Aldemaro non sapeva che dire. Non avevano mai parlato di politica fra loro, e, sapendo che Tanina era fascista, aveva infatti il ritratto di Mussolini proprio lì nel soggiorno-cucina, accanto a quello del re, non aveva mai sospettato che nutrisse simili pensieri.
La donna riprese: "Per portare la civiltà romana al mondo, dicono... Ma se il mondo non la vuole? Se io vi voglio offrire un buon piatto, Aldemaro, ve lo propongo, certo, ma mica vi prendo a bastonate se non lo volete mangiare, no? Se preferite il pane secco, o un piatto diverso che magari io non apprezzo, sarete ben libero di mangiare quello che volete, no?"
"Sono d'accordo con lei, Tanina..."
"E per questo vi hanno spedito qui a Ventotene... lo so. Per questo so che posso parlare liberamente con voi e sfogarmi. Voi siete un brav'uomo. Ha ragione Aniello ad ammirarvi tanto e a volervi bene."
"Come mai lui non è dovuto partire per la guerra? Non l'hanno chiamato sotto le armi? Non gliel'ho mai chiesto, per rispetto... ma me lo sono domandato spesso."
"È stato esonerato per sordità..."
"Sordità? Non mi sono mai accorto che Aniello fosse sordo!"

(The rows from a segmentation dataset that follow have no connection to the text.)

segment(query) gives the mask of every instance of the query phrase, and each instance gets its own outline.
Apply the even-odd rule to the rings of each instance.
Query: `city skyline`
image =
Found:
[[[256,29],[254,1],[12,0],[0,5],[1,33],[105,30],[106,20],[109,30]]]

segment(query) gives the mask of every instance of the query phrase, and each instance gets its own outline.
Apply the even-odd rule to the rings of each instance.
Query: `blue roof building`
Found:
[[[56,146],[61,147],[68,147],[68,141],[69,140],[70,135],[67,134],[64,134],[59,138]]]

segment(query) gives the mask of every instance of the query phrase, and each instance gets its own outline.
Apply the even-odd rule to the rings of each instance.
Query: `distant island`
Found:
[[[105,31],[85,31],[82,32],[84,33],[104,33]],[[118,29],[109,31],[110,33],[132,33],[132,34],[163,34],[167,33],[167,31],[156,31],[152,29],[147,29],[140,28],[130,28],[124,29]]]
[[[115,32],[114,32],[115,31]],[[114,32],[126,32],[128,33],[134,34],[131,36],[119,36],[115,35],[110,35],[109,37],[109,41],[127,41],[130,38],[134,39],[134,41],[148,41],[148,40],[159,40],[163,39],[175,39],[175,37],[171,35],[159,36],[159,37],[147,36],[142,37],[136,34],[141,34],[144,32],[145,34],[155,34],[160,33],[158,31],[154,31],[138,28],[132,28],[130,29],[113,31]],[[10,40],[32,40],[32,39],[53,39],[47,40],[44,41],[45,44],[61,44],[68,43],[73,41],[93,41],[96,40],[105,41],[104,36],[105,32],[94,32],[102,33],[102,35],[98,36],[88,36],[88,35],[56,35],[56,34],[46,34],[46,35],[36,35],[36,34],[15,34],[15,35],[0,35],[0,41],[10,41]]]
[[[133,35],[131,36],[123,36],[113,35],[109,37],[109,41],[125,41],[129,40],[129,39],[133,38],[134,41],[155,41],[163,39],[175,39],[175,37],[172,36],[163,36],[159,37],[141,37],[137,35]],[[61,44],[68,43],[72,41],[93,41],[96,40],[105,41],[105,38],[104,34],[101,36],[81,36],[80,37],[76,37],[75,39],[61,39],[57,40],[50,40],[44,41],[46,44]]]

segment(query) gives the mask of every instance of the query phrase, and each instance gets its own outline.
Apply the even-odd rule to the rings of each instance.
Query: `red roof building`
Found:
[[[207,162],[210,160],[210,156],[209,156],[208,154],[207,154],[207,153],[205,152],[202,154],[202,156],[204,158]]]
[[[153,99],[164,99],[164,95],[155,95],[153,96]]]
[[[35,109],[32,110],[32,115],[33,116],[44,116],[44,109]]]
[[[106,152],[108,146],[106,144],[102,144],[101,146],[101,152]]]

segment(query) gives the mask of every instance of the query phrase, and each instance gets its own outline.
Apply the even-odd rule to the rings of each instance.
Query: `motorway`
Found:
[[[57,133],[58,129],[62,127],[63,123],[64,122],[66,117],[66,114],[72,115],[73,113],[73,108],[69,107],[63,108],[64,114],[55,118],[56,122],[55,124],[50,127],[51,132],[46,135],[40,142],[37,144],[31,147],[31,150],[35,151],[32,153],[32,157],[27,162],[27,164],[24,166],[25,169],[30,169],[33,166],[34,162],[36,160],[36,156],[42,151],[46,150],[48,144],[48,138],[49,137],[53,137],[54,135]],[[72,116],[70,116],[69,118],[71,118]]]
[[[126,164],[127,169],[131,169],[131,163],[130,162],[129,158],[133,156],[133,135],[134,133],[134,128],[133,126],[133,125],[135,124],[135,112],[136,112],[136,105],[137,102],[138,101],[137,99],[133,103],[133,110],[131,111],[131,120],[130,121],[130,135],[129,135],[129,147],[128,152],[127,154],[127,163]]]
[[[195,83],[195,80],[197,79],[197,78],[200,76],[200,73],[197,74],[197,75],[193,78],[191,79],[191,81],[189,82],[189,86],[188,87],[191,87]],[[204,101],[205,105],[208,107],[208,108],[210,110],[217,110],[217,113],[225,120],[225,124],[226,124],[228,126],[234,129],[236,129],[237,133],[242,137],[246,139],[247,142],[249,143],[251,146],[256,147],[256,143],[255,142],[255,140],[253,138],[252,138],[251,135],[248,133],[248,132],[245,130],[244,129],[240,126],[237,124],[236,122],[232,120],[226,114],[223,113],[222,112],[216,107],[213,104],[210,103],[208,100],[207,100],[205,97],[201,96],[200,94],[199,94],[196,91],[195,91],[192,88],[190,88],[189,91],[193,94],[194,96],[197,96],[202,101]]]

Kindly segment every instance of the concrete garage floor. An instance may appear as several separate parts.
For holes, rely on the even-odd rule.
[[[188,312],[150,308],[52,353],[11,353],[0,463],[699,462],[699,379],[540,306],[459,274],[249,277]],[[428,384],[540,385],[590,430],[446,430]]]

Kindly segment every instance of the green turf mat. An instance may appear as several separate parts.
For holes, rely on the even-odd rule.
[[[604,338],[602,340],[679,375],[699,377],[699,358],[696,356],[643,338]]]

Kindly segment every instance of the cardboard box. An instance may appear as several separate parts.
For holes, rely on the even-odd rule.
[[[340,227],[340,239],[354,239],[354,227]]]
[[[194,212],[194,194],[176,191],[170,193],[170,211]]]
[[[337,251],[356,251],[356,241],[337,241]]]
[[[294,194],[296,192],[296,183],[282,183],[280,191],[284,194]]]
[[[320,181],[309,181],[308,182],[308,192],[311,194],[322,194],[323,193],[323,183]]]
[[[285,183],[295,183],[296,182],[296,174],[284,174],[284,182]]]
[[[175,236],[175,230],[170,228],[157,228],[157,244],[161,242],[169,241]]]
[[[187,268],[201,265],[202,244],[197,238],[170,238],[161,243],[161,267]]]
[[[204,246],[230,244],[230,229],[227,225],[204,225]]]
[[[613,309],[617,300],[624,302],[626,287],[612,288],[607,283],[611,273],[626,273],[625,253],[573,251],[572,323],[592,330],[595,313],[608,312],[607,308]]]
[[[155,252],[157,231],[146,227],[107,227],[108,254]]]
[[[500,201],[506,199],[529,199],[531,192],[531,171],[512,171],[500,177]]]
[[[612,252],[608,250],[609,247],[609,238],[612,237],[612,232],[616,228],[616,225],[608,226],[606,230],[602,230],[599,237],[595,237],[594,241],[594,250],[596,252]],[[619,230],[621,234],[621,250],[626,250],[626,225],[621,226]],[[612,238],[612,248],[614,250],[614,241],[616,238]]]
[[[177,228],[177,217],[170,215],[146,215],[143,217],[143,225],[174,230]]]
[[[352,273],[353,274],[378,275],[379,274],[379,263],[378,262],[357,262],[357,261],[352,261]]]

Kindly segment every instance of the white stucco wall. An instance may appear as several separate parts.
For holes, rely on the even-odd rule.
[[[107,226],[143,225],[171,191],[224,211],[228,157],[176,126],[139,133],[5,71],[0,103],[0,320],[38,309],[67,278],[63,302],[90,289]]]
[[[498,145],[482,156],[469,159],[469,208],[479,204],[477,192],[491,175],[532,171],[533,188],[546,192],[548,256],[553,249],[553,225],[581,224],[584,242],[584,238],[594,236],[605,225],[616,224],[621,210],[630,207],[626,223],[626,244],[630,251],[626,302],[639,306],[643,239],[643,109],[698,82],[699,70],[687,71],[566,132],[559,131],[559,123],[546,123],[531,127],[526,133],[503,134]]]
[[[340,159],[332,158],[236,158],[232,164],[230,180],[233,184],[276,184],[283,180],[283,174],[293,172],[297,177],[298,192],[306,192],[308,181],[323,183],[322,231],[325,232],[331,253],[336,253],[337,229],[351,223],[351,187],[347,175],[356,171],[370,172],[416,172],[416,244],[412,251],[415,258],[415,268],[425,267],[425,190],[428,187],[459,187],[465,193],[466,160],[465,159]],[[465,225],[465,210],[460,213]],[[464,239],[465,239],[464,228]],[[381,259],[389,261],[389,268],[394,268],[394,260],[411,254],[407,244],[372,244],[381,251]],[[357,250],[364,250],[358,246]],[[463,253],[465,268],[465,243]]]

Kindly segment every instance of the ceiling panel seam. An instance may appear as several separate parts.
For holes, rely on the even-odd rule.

"No... È che aveva avuto un'infezione alle orecchie e in quel periodo davvero ci sentiva poco e male e aveva dei capogiri... Però poi è guarito quasi completamente; ma per sua fortuna sulle carte c'è rimasto scritto che è sordo, e così non l'hanno più chiamato."
"Beh, sono veramente contento per lui."
"Siete affezionato al ragazzo, neh? Sapeste quanto mi fa piacere."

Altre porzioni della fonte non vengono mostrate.